À Hillion, les Ateliers de la Baie ont réussi à tisser un réseau d’entreprises partenaires qui leur confient des prestations variées : nettoyage, conditionnement, logistique, ou encore maintenance. Mais ce réseau ne s’est pas construit en un jour. Il repose sur une stratégie de développement rigoureuse, menée tambour battant par Pauline Carlo, dont le rôle est à la fois celui d’un commercial, d’un négociateur et d’un ambassadeur du modèle Esat.

Quel est le rôle exact d’un chargé de développement dans un Esat ?

Pauline Carlo ne vend pas un simple service : elle vend un projet humain. Son travail consiste à convaincre les entreprises que faire appel à un Esat, c’est non seulement remplir une obligation légale de sous-traitance (dans le cadre de la loi du 10 juillet 1987), mais aussi participer activement à l’inclusion sociale.

Je ne vais pas démarcher en disant “on est moins cher” , explique-t-elle. Je mets en avant la qualité du travail, la fiabilité, et surtout le sens. Les entreprises qui collaborent avec nous savent qu’elles contribuent à quelque chose de concret : donner du travail à des personnes souvent éloignées de l’emploi.
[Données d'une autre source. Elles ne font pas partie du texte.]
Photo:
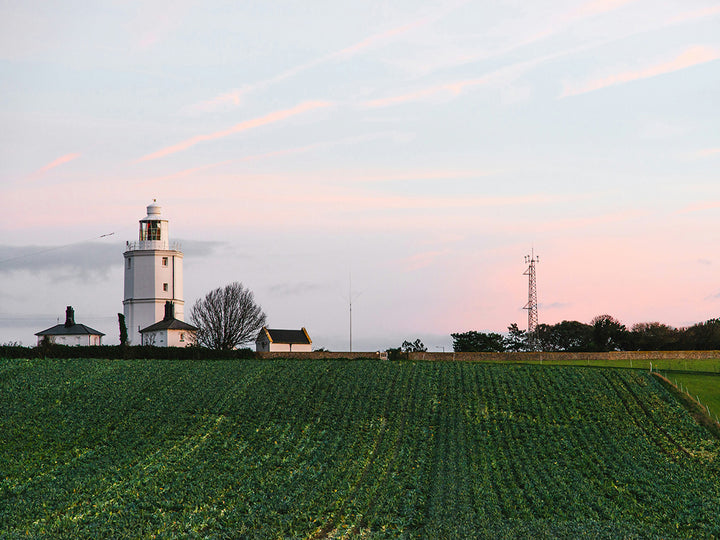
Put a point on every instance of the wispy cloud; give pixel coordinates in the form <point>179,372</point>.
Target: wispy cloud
<point>59,161</point>
<point>691,57</point>
<point>270,118</point>
<point>394,135</point>
<point>235,96</point>
<point>421,260</point>
<point>183,173</point>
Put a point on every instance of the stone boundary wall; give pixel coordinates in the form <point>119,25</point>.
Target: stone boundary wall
<point>501,357</point>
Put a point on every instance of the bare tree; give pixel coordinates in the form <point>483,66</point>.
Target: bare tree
<point>227,317</point>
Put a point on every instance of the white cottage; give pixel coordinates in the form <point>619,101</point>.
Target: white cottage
<point>71,333</point>
<point>274,340</point>
<point>169,332</point>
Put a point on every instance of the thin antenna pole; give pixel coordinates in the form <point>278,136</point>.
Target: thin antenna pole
<point>531,306</point>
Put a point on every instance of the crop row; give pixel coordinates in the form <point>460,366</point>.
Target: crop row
<point>323,449</point>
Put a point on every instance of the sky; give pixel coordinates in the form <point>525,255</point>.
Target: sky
<point>400,158</point>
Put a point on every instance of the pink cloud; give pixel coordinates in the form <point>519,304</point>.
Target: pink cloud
<point>708,152</point>
<point>271,118</point>
<point>183,173</point>
<point>691,57</point>
<point>235,96</point>
<point>59,161</point>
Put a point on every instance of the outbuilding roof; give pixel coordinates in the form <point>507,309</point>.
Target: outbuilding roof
<point>75,329</point>
<point>169,322</point>
<point>275,335</point>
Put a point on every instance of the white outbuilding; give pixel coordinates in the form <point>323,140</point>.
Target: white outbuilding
<point>169,332</point>
<point>275,340</point>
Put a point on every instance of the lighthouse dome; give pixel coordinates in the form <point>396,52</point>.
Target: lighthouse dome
<point>153,210</point>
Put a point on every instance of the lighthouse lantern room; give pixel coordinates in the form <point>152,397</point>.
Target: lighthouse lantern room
<point>153,275</point>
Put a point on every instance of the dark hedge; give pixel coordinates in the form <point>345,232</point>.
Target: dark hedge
<point>114,352</point>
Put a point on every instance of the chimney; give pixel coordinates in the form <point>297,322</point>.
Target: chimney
<point>69,317</point>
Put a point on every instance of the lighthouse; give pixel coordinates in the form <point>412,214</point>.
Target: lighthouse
<point>153,275</point>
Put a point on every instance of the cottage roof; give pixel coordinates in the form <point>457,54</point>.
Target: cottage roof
<point>75,329</point>
<point>275,335</point>
<point>169,324</point>
<point>69,328</point>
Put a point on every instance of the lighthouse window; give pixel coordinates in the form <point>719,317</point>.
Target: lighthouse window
<point>149,230</point>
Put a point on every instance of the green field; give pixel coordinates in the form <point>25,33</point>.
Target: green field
<point>331,449</point>
<point>703,386</point>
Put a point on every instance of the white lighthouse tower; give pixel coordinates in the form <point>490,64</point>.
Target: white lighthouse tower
<point>153,275</point>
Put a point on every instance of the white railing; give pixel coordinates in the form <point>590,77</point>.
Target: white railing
<point>153,244</point>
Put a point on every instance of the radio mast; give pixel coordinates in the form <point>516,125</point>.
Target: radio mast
<point>531,306</point>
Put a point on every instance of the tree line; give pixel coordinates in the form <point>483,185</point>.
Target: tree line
<point>604,333</point>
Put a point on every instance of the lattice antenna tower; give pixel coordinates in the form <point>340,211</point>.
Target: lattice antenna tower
<point>531,306</point>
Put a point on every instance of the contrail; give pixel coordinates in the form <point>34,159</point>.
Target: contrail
<point>53,248</point>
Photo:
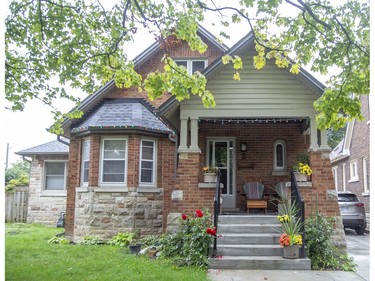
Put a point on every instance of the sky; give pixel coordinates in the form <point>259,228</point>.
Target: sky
<point>22,130</point>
Ses journées sont rythmées par des rendez-vous, des appels, des réunions avec des responsables d’achats, mais aussi des visites d’entreprises partenaires. Elle doit connaître sur le bout des doigts les capacités de chaque atelier, les compétences des salariés, les contraintes logistiques, et surtout les réussites passées pour les valoriser.

Pourquoi la prospection commerciale est-elle un enjeu vital ?

Contrairement aux idées reçues, les Esat ne vivent pas uniquement sur des subventions publiques. Une grande partie de leurs ressources provient de la vente de prestations. Sans nouveaux marchés, l’établissement ne peut pas évoluer, ni même maintenir ses activités actuelles.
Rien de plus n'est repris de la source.